Appeler à un retrait d’Afghanistan ne suffit pas. Il faut créer les conditions d’un véritable règlement de la crise, en confrontant les motivations et les intérêts de l’ensemble des acteurs du drame afghan. Ce doit être le but de la France, et celui d’un(e) futur(e) président(e) de gauche.
Le programme adopté par le Parti Socialiste est clair : nos forces militaires n’ont plus rien à faire en Afghanistan. Mais la France, qui a soutenu l’intervention ayant permis de chasser de Kaboul le gouvernement taliban et de neutraliser Ben Laden, ne peut se contenter d’un simple retrait unilatéral. Organiser à Paris une conférence de tous les acteurs du drame afghan, dont beaucoup souhaitent aujourd’hui la fin, permettrait de sortir de l’enlisement. Ce pourrait être le premier acte international d’un président de gauche élu en 2012.
Si l’on identifie facilement les acteurs de terrain – le « camp de la démocratie », les talibans, le Pakistan –, ceux-ci paraissent avoir des objectifs différents. Le président Karzaï veut garder le pouvoir, mais la coalition anti-talibans actuelle, majoritaire, se veut seule détentrice d’un projet politique pour le pays. Les talibans, unis par la conception d’un Etat islamique et par le rejet de toute présence étrangère, sont la principale inconnue du tableau. Le Pakistan, lui, a une obsession : préserver ses frontières.
Les acteurs de la périphérie semblent aussi divisés. L’Inde craint les attentats de groupes intégristes musulmans et est tenté régulièrement de « faire pression » sur le Pakistan via Kaboul. L’Iran, pays majoritairement chiite, désire retrouver une reconnaissance et un rôle à la mesure de son passé ; en accroissant son rôle en Irak et chez les Hazaras afghans, également chiites, il tente d’élargir sa zone d’influence. Pour l’Arabie saoudite, focalisée sur le contrôle du pétrole, un régime taliban à Kaboul cumule bien des avantages : il ferait avancer l’encerclement sunnite de l’Iran, avec, qui plus est, des intégristes wahhabites.
Du côté des grandes puissances, les Etats-Unis veulent mettre fin autrement que par une déroute à une guerre devenue impopulaire, trop couteuse et de plus en plus manifestement ingagnable. La Chine poursuit ses objectifs de renaissance impériale ; son intérêt pour l’Afghanistan est limité mais son intérêt pour le Pakistan considérable. Enfin, vue de Russie, la question islamique est très sérieuse, à cause de la situation caucasienne mais aussi au regard de l’évolution des républiques musulmanes de la CEI.
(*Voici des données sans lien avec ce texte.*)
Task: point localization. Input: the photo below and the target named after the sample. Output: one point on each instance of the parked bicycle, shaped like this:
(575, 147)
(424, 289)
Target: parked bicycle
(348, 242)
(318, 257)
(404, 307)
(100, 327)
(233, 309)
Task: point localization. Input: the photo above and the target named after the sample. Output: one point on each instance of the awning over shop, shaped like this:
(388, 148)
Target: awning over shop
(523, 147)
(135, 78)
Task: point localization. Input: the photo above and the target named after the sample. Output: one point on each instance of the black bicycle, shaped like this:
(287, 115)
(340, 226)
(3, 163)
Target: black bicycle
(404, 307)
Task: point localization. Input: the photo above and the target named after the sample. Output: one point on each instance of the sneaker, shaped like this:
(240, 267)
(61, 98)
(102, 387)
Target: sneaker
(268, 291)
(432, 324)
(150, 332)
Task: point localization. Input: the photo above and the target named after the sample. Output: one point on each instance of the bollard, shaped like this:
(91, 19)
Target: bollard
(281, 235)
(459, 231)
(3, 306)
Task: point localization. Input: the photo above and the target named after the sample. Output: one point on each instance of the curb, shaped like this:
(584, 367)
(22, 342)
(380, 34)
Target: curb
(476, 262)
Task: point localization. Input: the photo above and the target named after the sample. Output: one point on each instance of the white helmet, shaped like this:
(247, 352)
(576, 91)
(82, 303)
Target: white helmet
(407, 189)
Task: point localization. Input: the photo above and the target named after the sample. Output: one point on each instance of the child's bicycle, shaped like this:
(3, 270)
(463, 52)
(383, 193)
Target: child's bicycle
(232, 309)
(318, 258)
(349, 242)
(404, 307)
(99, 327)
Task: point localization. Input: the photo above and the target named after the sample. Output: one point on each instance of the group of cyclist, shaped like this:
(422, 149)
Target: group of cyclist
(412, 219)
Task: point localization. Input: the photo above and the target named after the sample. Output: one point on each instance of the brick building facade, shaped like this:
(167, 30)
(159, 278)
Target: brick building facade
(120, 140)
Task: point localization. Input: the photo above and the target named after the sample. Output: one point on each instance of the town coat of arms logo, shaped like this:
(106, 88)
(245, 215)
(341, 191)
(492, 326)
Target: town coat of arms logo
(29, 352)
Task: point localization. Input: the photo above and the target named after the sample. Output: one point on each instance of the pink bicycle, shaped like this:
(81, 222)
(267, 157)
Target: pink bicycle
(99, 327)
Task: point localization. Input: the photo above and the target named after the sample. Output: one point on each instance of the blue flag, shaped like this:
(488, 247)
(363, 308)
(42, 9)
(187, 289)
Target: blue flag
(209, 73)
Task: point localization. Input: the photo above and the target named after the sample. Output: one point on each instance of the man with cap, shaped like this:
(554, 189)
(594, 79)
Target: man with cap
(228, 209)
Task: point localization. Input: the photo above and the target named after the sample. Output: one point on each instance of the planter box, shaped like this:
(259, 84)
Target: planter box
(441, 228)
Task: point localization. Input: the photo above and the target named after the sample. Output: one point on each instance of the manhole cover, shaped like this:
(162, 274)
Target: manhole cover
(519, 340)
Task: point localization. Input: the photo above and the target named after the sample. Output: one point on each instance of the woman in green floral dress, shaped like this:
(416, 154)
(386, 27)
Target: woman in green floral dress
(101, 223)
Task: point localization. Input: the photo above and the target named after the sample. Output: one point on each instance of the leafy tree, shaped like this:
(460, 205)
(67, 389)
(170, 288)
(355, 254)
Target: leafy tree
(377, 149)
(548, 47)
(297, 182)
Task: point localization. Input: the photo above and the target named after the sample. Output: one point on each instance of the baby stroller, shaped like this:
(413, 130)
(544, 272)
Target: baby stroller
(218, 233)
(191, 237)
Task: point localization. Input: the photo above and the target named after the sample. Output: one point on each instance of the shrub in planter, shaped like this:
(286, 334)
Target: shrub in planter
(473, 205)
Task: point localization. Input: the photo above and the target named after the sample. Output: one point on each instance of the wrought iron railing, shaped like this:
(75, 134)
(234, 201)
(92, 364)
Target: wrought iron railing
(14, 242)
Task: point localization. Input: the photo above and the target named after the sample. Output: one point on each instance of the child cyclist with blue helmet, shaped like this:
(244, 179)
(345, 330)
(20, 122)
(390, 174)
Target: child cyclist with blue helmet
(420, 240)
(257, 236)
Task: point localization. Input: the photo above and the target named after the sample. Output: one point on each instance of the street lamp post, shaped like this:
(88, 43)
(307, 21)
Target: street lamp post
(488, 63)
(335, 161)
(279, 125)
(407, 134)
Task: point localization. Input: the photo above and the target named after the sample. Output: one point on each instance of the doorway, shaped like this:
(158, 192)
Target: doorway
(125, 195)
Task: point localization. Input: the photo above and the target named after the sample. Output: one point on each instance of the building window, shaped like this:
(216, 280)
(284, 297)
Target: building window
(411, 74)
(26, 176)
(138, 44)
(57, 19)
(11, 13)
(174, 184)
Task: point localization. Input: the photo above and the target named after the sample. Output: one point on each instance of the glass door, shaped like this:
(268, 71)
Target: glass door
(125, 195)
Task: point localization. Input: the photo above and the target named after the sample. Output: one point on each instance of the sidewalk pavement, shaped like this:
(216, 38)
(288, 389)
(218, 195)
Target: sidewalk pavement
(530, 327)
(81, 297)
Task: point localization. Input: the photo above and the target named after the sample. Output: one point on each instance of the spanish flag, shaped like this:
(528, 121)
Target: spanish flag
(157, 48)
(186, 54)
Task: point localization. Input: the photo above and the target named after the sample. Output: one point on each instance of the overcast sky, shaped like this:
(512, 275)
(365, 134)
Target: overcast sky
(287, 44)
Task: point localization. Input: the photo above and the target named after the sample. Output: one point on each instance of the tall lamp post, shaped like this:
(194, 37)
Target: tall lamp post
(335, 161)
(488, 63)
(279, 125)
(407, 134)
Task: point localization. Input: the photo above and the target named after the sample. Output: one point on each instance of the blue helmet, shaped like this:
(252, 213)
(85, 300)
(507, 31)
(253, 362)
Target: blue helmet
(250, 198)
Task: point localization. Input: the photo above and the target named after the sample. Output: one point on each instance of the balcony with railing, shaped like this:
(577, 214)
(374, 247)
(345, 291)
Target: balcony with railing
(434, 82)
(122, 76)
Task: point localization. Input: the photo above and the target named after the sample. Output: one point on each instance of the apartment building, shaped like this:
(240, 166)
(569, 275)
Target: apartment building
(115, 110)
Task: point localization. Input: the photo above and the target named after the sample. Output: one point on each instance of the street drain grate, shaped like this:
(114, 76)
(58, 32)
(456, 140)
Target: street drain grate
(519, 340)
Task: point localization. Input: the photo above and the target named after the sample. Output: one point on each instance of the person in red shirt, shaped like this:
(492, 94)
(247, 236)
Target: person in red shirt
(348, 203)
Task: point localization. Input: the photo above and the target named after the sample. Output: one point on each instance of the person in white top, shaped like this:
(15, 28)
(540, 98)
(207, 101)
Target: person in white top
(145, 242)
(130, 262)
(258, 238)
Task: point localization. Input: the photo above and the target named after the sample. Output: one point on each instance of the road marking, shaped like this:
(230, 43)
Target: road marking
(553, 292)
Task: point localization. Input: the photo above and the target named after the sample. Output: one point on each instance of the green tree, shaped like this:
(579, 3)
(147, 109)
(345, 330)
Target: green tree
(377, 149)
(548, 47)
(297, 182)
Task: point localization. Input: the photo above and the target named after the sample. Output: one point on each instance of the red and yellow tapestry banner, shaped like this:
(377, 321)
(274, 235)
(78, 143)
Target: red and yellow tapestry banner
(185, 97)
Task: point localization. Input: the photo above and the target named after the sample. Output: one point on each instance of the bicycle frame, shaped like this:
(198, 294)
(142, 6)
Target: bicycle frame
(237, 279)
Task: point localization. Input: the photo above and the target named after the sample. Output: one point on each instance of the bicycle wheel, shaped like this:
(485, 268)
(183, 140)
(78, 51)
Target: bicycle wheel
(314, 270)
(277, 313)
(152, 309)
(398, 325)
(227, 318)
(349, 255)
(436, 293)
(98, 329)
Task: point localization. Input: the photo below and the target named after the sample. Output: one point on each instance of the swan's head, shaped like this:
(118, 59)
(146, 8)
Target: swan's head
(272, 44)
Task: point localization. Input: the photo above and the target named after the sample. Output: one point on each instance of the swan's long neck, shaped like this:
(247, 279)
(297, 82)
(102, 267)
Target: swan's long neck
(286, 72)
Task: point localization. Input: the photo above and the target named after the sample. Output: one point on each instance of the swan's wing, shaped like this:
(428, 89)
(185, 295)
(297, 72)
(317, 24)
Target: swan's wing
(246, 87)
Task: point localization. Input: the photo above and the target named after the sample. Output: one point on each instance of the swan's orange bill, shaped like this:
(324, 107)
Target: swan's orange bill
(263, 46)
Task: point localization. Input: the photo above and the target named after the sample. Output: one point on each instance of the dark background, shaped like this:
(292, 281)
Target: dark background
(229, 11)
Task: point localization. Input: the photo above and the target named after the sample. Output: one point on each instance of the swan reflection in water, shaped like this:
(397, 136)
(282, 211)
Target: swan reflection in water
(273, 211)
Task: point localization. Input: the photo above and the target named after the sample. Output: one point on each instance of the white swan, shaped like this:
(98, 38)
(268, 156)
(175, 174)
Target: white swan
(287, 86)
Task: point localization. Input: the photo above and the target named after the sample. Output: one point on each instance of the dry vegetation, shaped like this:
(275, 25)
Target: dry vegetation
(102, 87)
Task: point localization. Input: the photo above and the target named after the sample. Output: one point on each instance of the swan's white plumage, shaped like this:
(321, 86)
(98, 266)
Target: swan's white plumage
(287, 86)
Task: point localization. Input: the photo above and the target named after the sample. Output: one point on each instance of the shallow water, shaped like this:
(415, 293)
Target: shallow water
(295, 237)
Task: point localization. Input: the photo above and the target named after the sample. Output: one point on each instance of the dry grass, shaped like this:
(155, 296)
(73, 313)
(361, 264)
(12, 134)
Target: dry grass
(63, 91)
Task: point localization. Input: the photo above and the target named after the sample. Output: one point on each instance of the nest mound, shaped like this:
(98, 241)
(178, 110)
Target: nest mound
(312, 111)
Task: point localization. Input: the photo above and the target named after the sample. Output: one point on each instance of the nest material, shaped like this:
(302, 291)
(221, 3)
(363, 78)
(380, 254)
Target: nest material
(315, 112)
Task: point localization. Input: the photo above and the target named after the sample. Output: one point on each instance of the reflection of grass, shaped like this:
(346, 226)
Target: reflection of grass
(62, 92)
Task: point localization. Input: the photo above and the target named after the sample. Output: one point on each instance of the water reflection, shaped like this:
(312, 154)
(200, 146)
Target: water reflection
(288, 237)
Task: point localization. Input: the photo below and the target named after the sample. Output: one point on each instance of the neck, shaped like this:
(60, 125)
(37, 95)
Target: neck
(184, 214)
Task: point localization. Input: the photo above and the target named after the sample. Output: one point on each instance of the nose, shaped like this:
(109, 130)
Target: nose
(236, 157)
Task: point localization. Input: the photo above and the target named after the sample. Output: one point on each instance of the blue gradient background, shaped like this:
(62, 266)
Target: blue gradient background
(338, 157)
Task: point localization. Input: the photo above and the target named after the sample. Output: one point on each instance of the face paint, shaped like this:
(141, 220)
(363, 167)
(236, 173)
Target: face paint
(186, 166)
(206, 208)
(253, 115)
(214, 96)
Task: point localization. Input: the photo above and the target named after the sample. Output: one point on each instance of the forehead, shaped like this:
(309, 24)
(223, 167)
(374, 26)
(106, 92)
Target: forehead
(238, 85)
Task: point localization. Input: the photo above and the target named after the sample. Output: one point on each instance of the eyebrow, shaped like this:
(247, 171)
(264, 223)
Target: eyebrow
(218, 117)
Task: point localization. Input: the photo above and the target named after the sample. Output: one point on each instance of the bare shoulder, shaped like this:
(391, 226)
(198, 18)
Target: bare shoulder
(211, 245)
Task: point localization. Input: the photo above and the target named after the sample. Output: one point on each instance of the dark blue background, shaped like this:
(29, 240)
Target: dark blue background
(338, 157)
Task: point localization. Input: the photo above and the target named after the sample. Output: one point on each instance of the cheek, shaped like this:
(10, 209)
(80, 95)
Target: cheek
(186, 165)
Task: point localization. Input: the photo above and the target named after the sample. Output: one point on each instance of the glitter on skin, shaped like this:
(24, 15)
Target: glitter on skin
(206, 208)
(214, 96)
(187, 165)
Tous les intérêts divergent, mais il n’est pas impossible de définir les concessions mutuelles qui donneraient ses chances à la Conférence de Paris. La stabilisation du Pakistan, sans l’accord duquel toute combinaison à Kaboul peut être remise en cause, est fondamentale ; elle passe par la reconnaissance et la garantie des frontières, l’engagement d’une négociation sur un traité de non-agression avec l’Inde ou encore la fin de toute aide aux talibans. En ce qui concerne l’Afghanistan, les éléments d’un accord pourraient être les suivants : l’engagement des talibans à respecter la Constitution afghane actuelle ; une décentralisation administrative du pays, voire une forme de fédéralisme et, évidemment, la reconnaissance par tous des frontières actuelles du pays. Enfin, le maintien pour une longue durée de forces d’observation des Nations unies, chargées de s’assurer de la bonne mise en œuvre des accords, sera nécessaire.